Figure 3 The loss function, the key latent parameters and visual assessment of the design.

The performance of the model is shown in Fig.3 where the loss function, key latent parameters and visual assessment is shown. The loss functions, or reconstruction loss in this case, quantifies the reconstruction of the resulting design when compared to the original design. The key latent parameters are shown in the middle of same figure allowing the designer to study the impact of each individual feature, here, the location of the widest arm, location of the largest load and the thickness of these two. These are of high importance is quantification of the contribution of each variable enabling the designer to understand why the design functions as it does On the RHS in Fig.3 a visual assessment the encoders capability of regenerating the original design is shown, indicating that additional training of the model could improve the accuracy of the reconstruction.

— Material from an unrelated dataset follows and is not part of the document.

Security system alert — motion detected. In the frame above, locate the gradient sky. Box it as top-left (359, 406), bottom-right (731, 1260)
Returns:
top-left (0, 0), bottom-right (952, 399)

Since the quantified model is still well represented it can now be used for coupling the geometry to latent parameters which in turn can be used to generate completely new geometries. These latent variables may also have combined influence on the surface morphology. What is evident is that the initial surface morphology can be captured with the model allowing for machine (operating) parameters to be added and quantified as well as the physical processes. This approach is thus paving the way for incorporating the operating conditions as well as the physics-driven methods. In order to validate the current method a case study is currently performed at the RISE AM-centre assessing effectiveness of the method.